Biz ekonominin zorlanmaya başladığı 2018 yılından beri çözüm önerilerimizi sıralıyoruz. Buhran süresinde önerilerimizi yeniledik, geliştirdik ve kamuoyuyla paylaştık. paylaşıyoruz. Ama dinlemediler, dinlemiyorlar. “Güven veren, takvime bağlanmış yeni bir ekonomi programını derhal uygulamaya koyun” dedik. Yapmadılar. Bu programın içinde neler olması gerektiğini madde madde sıraladık. Duymazdan geldiler. Dünü birlik kararlarla ekonomiyi yönetmeye çalıştılar. Dün bankalara “yap” dediklerine bugün “yapma” diyorlar. önce gaza bastılar, şimdi acı fren yapmaya kalkıyorlar. Sonuçta, bu tek kişilik saray hükümetine güven kalmadı. Ve güven ruh gibidir. Bir kez terk ettiği bedene geri dönmez. Güvenin olmadığı yerde de ne yapsanız ekonomi düzelmez. Saray güveni yeniden tesis etmek istiyorsa atacağı ilk adım, başta sosyete damat olmak üzere artık güven duyulmayan ekonomi yöneticilerini görevden almak, ve ekonomiden anlayan liyakatli kadroların işbaşına gelmesinin önünü açmaktır. Ancak bu da yetmez. Derhal istişareye, hukuk devletine ve parlamenter rejime geçişi düzenleyen, takvime bağlanmış güçlü bir anayasal reform programını açıklamalıdır. Bununla birlikte yeni bir program ve bütçeyi meclis’e getirmeli ve en geniş uzlaşmayla geçirmelidir.

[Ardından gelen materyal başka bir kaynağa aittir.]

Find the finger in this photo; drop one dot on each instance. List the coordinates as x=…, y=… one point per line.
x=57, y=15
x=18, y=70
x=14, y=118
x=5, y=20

Bu program, daha önce sıraladığımız ve oyunun gerçekten değiştiğini gösteren güven artırıcı önlemleri içermelidir. Bunları yapabilirler mi? sanmıyoruz. Bu yönetim iş başında kaldıkça salgın sonrasında oluşacak yeni dünya düzeninde Türkiye, coğrafi konum, üretim kapasitesi, insan kaynağı avantajlarını kullanamaz. Ama milletimiz ümitsizliğe kapılmasın. Ülkemizin yarınında; üretim ve iş imkanlarını artıracak, gençlerin işsiz kalmasını önleyecek, yeşil ekonomiyi ve dijital alt yapıyı güçlendirecek  “yeni bir büyüme ve paylaşım stratejisiyle”, hukukun üstünlüğüne, kuvvetler ayrılığına ve demokrasiye saygısıyla, hiçbir çocuğun yatağa aç girmeyeceği sosyal devlet anlayışıyla, kadınların hayatın her alanında, ekonomide, sosyal hayatta, siyasette, sporda eşit biçimde yer almasının önünü açacak,  esnafın, çiftçinin, emekçinin alın terinin karşılığını verecek, emekliye insanca bir yaşamı sürdürmesine yetecek imkânları sağlayacak, ülkeye huzuru ve refahı getirecek, Cumhuriyetimizin ikinci yüzyılında, milletimizi insani gelişmişlik liginde en üst sıralara taşımaya azmetmiş,  krizleri yönetmiş ve ekonomi bilen liyakatli kadrolarıyla, Cumhuriyet Halk Partisi var.

Muharrem İnce açıklaması

Bizim gündemimizde milletimizin çığlığı var. 10 milyon işsiz var. Bizim gündemimizde bundan başka bir şey yok.